I have not read the case but I will rely on your summary. I hesitate to comment on contract but I will dive in anyway! I think there are two issues.

The first is whether the respondent, Robinson, is a party to a contract which contains the exclusion clause. He signed nothing. His agreement was with the owner. The only way that he could be a party to the contract seems to me to be if the owner was acting as his agent for conclusion of a contract. But on no common sense analysis of the situation would this be the case. He was presumably doing a job for the owner, and he expected the owner to arrange transport. But he did not expressly or impliedly authorise the owner to create contractual relations on his behalf with someone else.

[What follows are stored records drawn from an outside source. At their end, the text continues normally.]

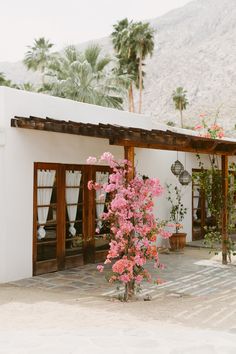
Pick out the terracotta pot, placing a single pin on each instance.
(178, 241)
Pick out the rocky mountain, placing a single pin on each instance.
(196, 49)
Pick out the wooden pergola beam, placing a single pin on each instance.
(129, 155)
(129, 136)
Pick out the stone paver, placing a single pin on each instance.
(203, 294)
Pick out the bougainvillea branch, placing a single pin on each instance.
(133, 227)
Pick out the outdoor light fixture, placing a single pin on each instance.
(177, 167)
(185, 178)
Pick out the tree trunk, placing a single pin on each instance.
(131, 98)
(140, 85)
(129, 291)
(181, 118)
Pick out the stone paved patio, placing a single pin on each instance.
(187, 274)
(196, 292)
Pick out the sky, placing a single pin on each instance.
(66, 22)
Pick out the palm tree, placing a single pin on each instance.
(180, 100)
(133, 42)
(38, 56)
(119, 37)
(127, 61)
(6, 82)
(85, 77)
(142, 41)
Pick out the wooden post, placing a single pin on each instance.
(225, 236)
(129, 155)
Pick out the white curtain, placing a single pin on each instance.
(45, 178)
(72, 196)
(101, 178)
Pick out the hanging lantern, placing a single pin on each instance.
(177, 167)
(185, 178)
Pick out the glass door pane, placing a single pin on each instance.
(101, 230)
(46, 215)
(74, 212)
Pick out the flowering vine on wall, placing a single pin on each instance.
(133, 227)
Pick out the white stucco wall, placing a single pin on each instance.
(20, 148)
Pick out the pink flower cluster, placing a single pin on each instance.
(133, 226)
(212, 131)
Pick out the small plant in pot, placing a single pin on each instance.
(177, 214)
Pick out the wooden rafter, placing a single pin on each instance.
(131, 137)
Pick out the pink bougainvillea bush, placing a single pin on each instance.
(207, 130)
(133, 227)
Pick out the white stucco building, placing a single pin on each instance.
(32, 159)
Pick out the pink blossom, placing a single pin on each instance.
(100, 268)
(198, 127)
(107, 156)
(133, 227)
(90, 185)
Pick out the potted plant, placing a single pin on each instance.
(177, 214)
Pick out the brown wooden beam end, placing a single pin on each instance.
(129, 155)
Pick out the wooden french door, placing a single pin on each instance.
(66, 216)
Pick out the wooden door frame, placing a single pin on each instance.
(89, 254)
(203, 208)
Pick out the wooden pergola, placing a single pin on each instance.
(130, 137)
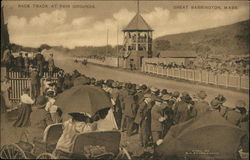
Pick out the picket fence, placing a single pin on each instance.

There is a second issue here as to whether, even if the owner's rep was entering into a contract for Robinson, sufficient notice of the limitation of liability was given and when. The owner's rep signed it. The High Court decision in Toll (FGCT) Pty Limited v Alphapharm Pty Limited [2004] HCA 52 strongly suggests that someone who signs a document will be bound by it, even where it contains something of an unusual exclusion clause. They distinguish "ticket" cases where parties are simply given a document, from cases of signature - [54]-[57].

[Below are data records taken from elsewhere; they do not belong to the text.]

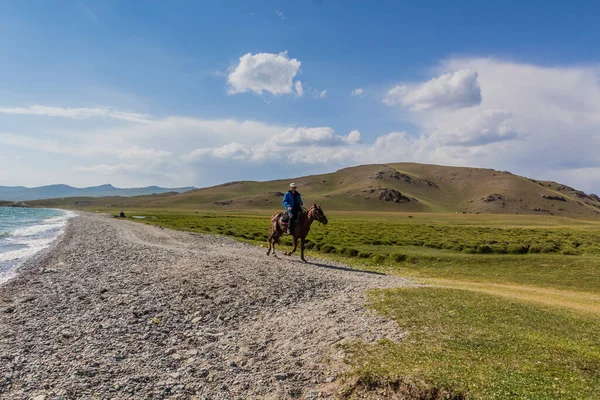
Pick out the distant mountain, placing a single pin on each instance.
(408, 187)
(21, 193)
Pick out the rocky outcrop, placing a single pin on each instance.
(399, 176)
(387, 194)
(559, 198)
(493, 197)
(578, 193)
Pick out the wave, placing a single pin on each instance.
(22, 243)
(44, 226)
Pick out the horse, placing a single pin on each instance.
(299, 231)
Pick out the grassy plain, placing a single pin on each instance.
(512, 309)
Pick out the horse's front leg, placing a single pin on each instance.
(302, 246)
(294, 248)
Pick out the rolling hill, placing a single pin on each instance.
(407, 187)
(21, 193)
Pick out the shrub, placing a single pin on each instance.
(399, 257)
(484, 249)
(378, 258)
(570, 251)
(498, 249)
(351, 253)
(327, 248)
(518, 249)
(549, 249)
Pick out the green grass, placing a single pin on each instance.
(427, 250)
(523, 324)
(482, 346)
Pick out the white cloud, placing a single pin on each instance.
(75, 113)
(486, 127)
(353, 137)
(453, 90)
(273, 73)
(105, 169)
(299, 88)
(541, 122)
(138, 152)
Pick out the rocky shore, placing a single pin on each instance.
(119, 310)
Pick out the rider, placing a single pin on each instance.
(292, 201)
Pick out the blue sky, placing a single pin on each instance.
(198, 93)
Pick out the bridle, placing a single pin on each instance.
(317, 214)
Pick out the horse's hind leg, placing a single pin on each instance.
(269, 242)
(302, 246)
(294, 249)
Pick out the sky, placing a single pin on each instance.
(198, 93)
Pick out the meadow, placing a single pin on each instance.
(511, 306)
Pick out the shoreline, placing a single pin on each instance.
(38, 257)
(117, 309)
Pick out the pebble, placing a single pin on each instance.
(114, 322)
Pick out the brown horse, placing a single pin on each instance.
(299, 231)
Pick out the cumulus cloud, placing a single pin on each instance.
(75, 113)
(138, 152)
(299, 88)
(108, 169)
(454, 90)
(489, 126)
(536, 121)
(264, 72)
(287, 144)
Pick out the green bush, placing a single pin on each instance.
(399, 257)
(518, 249)
(378, 259)
(498, 248)
(327, 248)
(570, 251)
(484, 249)
(351, 253)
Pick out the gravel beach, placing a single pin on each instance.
(120, 310)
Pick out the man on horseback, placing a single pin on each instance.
(292, 202)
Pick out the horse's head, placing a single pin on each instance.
(319, 215)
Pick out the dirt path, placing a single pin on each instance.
(125, 310)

On the facts in Toll the HC also found that the party who had signed the exclusion clause was acting as the agent of the party who suffered the damage. But I think the facts are different here.

 

Regards
Neil Foster

Neil Foster
Lecturer & LLB Program Convenor
School of Law
Faculty of Business & Law
University of Newcastle
Callaghan NSW 2308
AUSTRALIA
ph 02 4921 7430
fax 02 4921 6931

 

>>> Jason Neyers 27/09/06 12:16 >>>

Colleagues:

Does anyone have an opinion about the Privy Council's decision (by Haldane) in Grand Trunk Railway v. Robinson [1915] AC 740? I have an uneasy feeling about the case for a number of reasons (pre-D v S view of negligence, violation of Dunlop v. Selfridge) but I wonder what others thought.

From the Headnote:

 

The respondent, by arrangement with the owner of a horse, travelled in charge of it upon the appellants' railway. The owner's representative, in the presence of the respondent, signed a "livestock special contract," in a form authorized by the Board of Railway Commissioners for Canada. This contract provided for the carriage of the horse and contained, upon its face, a condition relieving the appellants from liability for death or injuries, even where caused by negligence, to a person permitted to travel with the horse at less than full fare. The document was handed to the respondent in order, as he knew, to show that he was travelling with the horse, but neither he nor the owner's representative read the conditions. A half fare was charged for the conveyance of the respondent, and, together with the freight for the horse, was payable by the owner upon delivery. Across the face of the contract was printed in large red type "Read this special contract," and at the side was written (but not as part of the authorized form) "Pass man in charge half fare."

The respondent, having been injured during the journey by the negligence of the appellants, sued to recover damages:-

Held, (1.) that the true inference was that the respondent accepted the document knowing that it contained a contract made on his behalf for his conveyance, and that he was bound by the condition on its face exempting the appellants from liability.